Specifications which ask to use a phrase (which are "phrasal") indicate which phrase they intend by means of a list of "invocations". This list goes on to record the outcome of type-checking and provides instructions for code generation, as we see here.
§2. An invocation is a request to perform a particular phrase with a particular set of parameters. For instance, to perform "award (N - a number) points" with \(N\) set to 100.
Phrasal specifications, the ones which request the use of phrases, are built up by parsing the source text. This is often so ambiguous that it is impossible, at first, to narrow down the meaning to a single invocation, and so a phrasal specification builds up a list of possibilities.
The process of type-checking then strikes out definitely incorrect invocations, reducing the size of the list. If it becomes empty, the type-checker produces a Problem message; and similarly if it is impossible to remove mutually exclusive possibilities, for that is an ambiguity which Inform cannot resolve. But a successful type-checking may still leave more than one invocation in the list. There are two reasons for this:
- (a) The list is bunched up into groups, which are numbered within the list from 0 upwards. Type-checking proceeds on each group independently. For most phrases, there is only one group — group 0 — and this business therefore has no effect, but it comes into its own for "say" phrases:
say "The time is ", time of day in words, " and you yawn."

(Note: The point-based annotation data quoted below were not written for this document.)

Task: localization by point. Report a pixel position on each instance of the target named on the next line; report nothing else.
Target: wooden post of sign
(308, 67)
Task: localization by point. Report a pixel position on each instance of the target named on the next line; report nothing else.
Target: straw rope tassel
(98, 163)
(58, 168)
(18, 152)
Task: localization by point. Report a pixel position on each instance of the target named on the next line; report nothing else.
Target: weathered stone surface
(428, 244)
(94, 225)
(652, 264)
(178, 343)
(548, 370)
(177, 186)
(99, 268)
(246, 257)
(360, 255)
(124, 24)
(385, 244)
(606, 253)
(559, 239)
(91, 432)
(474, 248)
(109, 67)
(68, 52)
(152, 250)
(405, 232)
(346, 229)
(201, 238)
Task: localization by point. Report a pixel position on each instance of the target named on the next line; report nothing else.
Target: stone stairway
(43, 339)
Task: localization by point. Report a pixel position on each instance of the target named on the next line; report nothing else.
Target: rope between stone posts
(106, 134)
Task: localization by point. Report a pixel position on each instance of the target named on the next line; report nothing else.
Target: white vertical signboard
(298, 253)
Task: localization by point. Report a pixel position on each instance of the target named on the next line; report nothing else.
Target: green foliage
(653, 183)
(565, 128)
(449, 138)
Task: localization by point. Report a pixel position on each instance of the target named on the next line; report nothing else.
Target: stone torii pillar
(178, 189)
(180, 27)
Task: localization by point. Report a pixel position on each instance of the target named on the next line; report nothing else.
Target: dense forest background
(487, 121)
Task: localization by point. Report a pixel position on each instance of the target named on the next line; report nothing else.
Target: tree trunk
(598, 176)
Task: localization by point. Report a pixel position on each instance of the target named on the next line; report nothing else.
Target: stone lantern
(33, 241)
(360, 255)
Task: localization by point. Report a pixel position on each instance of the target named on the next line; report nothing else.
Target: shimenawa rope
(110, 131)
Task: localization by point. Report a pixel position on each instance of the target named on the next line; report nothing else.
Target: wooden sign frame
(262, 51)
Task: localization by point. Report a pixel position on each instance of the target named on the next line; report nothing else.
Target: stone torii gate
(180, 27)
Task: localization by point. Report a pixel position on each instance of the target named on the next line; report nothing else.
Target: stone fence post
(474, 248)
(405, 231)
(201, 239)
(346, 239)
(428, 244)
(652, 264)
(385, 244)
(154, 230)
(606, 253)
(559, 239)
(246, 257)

Here what looks like a single phrase is in fact a sequence of three phrases, to say each of the items required, and this gives rise to groups 0, 1 and 2 in the invocation list: each group is treated as, in effect, a separate phrase in its own right. (Except that compilation of the final group has a small difference: that's where Inform appends a line break to text which, from its punctuation, apparently ends a sentence.) Groups are not interleaved: the list starts with the whole of group 0, then the whole of group 1, and so on.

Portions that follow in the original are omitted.